The team has told Washington media that a name chosen will not reference Native Americans or the Red Wolves name, and that the team colors will retain the long standing burgundy and gold.
This follows decades of protesting teams using Indian mascots and even schools named after people who are historically offensive to Native communities. While much has been accomplished, this work continues, said AIM’s Bellanger.
Bellecourt was front and center at highly visible protests that included the 1991 World Series between the Atlanta Braves and Minnesota Twins, and Washington’s Super Bowl game in Minneapolis when it play the Buffalo Bills.
Tied in with those actions, AIM and groups formed the National Coalition on Racism in Sports and Media in 1991 at a conference at Augsburg College.
This all fits the educational objectives of AIM and Native American leaders, Bellanger said. That reflects how such efforts spill over to form new, clearly focused groups to work on public awareness and public policy.
Bellecourt and AIM leaders, including brother Vernon Bellecourt (1936-2007), were instrumental in starting “survival schools” in the Twin Cities that was replicated in other urban communities nationwide. These schools have linked with urban school districts, become part of the system and continue to provide various tribal and cultural educations in the schools.
Bellanger herself is a teacher and an Indian Education Program specialist for St. Paul Public Schools.
A spillover on this education front was creation of the American Indian Opportunities Industrialization Center (AIOIC) alternative school and career training program in Minneapolis. It dates back to 1979. Bellecourt is considered a founder and served on AIOIC’s board of directors until his death.
Another derivative of this educational focus is MIGIZI, founded in 1977 as MIGIZI Communications in the large Native neighborhood area of south Minneapolis.

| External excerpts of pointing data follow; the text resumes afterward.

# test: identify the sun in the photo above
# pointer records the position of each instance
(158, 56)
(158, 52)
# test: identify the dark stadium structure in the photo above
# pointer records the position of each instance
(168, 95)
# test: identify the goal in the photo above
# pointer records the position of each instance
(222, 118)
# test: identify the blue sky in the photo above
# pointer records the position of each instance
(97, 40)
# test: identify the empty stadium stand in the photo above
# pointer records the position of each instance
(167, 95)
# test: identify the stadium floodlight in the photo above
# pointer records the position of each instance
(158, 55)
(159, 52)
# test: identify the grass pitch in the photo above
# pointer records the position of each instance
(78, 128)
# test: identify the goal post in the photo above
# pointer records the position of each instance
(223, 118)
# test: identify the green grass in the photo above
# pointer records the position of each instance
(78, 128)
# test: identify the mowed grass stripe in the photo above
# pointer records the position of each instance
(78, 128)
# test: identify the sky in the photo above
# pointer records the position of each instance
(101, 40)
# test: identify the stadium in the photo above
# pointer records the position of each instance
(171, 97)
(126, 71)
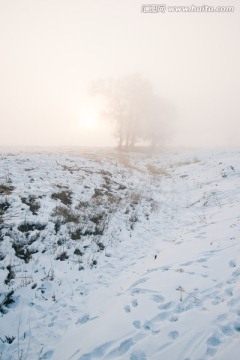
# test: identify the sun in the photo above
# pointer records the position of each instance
(88, 119)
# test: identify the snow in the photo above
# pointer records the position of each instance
(165, 283)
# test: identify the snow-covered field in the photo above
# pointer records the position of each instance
(120, 256)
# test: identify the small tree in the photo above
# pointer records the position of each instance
(138, 114)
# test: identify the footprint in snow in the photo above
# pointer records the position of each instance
(227, 330)
(127, 308)
(137, 324)
(134, 303)
(139, 355)
(157, 298)
(214, 341)
(173, 334)
(232, 263)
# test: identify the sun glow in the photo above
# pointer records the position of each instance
(89, 119)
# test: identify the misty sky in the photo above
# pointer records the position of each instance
(51, 50)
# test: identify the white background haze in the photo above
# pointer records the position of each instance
(51, 50)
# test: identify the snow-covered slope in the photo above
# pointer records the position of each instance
(110, 256)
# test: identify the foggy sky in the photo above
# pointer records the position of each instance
(51, 50)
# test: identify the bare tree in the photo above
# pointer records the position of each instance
(137, 112)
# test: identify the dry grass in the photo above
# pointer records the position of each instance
(156, 171)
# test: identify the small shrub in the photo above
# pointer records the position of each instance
(156, 171)
(65, 214)
(78, 252)
(64, 196)
(100, 246)
(4, 205)
(7, 301)
(30, 226)
(10, 275)
(32, 202)
(8, 339)
(63, 256)
(76, 234)
(23, 252)
(6, 189)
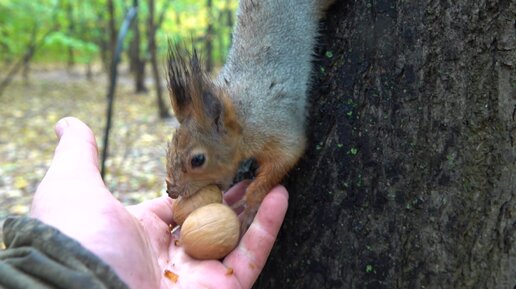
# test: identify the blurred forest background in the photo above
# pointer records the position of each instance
(55, 59)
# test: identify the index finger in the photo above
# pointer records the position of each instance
(248, 259)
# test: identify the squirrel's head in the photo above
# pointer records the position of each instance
(204, 149)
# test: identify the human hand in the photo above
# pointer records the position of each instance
(136, 241)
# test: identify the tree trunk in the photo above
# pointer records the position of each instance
(112, 33)
(162, 108)
(208, 41)
(71, 32)
(409, 179)
(137, 62)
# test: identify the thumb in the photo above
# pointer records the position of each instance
(73, 175)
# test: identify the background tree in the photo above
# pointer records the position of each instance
(409, 179)
(152, 28)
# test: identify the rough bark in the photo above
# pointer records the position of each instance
(409, 179)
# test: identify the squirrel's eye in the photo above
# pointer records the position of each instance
(197, 160)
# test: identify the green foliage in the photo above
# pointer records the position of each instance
(82, 27)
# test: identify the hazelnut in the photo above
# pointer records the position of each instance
(210, 232)
(182, 207)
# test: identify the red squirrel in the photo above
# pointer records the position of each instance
(255, 108)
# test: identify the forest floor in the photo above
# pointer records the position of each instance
(29, 111)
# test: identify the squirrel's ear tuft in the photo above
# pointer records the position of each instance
(179, 80)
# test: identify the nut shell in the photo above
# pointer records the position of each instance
(210, 232)
(182, 207)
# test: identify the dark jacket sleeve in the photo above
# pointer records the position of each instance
(40, 256)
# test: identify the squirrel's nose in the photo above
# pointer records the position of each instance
(173, 193)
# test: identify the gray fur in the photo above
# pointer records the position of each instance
(267, 72)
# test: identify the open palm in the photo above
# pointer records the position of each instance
(136, 241)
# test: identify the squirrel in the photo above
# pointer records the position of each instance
(255, 108)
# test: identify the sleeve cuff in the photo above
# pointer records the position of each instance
(40, 256)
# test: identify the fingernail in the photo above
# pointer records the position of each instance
(61, 126)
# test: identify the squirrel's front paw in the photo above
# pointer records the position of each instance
(247, 218)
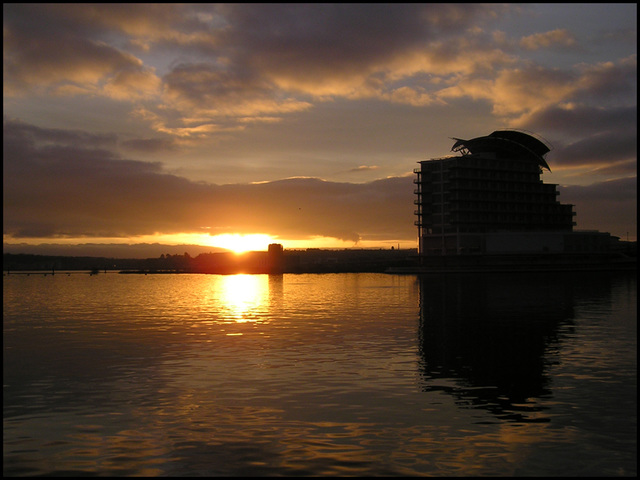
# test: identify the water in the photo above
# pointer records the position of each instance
(318, 375)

It is a nonprofit that encourages that encourages Native student academic achievement and Native profiles and narratives in media presentations.
Its first president and co-founder was Laura Waterman Wittstock who was also an AIM historian.

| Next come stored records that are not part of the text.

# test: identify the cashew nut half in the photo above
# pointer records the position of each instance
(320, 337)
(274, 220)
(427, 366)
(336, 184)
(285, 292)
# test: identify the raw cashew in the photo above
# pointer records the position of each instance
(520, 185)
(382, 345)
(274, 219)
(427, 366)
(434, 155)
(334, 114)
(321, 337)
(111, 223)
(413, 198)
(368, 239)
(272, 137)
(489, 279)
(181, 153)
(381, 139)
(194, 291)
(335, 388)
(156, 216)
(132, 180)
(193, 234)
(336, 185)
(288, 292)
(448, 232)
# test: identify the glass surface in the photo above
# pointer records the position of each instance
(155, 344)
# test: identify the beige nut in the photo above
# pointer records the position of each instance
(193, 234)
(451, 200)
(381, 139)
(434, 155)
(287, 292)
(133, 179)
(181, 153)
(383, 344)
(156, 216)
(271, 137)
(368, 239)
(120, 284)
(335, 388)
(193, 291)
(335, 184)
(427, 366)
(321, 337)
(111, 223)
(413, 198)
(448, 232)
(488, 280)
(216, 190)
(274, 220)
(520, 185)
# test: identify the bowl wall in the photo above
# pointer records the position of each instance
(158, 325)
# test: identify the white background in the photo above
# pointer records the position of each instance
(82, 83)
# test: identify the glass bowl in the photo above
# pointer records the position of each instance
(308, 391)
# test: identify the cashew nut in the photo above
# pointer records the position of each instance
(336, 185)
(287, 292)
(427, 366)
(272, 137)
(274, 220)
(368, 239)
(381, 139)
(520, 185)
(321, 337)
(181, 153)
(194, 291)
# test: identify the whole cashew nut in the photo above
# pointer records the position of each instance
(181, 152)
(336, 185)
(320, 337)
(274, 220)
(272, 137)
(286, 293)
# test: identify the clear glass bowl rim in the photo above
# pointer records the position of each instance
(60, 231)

From protest to protest, and project to project, Bellecourt and AIM did trigger the Native community and its allies to take action that includes starting groups to continue work on Indian legal rights, sovereignty issues, health care and safety, and issues specific to women, Bellanger said. It also included working with Black and other groups with shared concerns, such as starting the Legal Rights Center as a community owned law firm in Minneapolis
“We know our work will never be done,” she said.
That was stressed in comments from Gov. Tim Walz and Lt. Gov. Peggy Flanagan issued after Bellecourt’s death was announced. While AIM works nationally and, with others, internationally, much of what Bellecourt and AIM started began and continues on in Minneapolis and Minnesota.

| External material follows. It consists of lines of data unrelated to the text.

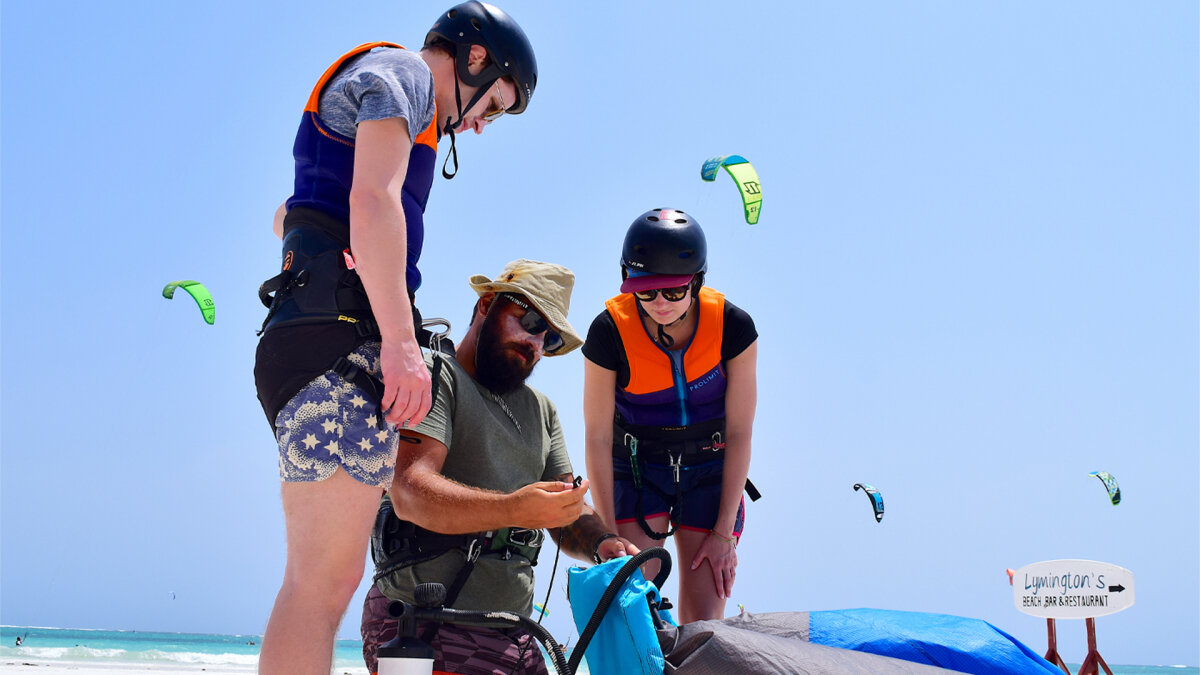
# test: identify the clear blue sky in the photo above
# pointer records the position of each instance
(975, 280)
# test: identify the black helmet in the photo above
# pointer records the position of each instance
(479, 23)
(664, 242)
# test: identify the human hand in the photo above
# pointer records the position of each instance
(547, 503)
(723, 555)
(406, 382)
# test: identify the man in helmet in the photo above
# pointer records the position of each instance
(669, 402)
(339, 365)
(479, 479)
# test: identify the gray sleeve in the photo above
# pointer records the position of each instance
(383, 83)
(557, 461)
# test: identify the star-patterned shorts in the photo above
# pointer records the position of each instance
(331, 423)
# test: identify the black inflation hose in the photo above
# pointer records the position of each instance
(610, 595)
(430, 596)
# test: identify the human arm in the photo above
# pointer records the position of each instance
(589, 536)
(277, 221)
(741, 399)
(423, 495)
(379, 242)
(599, 390)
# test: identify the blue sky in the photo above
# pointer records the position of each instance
(975, 281)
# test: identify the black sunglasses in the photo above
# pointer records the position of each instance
(534, 323)
(669, 294)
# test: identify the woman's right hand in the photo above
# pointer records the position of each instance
(721, 553)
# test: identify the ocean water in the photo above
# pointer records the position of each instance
(113, 649)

Flanagan, also a White Earth Nation member, noted that. “Minneapolis has one of the most robust and vibrant networks of organizations serving the urban Indian community, and that is because of Clyde and his work,” Flanagan said.
Family and friends said their goodbyes within a traditional time frame, with fire, Bellanger said. A community memorial is also being planned for later, possibly on or around Bellecourt’s birthday.
Clyde Howard Bellecourt (May 8, 1936 – Jan. 11, 2022) was born at the White Earth Nation but primarily lived in Minneapolis over the years. He is survived by his wife, Peggy; sons Wolf and Little Crow, of Minneapolis; daughters Susan, of Redwood Falls, and Tanya, of Minneapolis; plus nine grandchildren and eight great-grandchildren.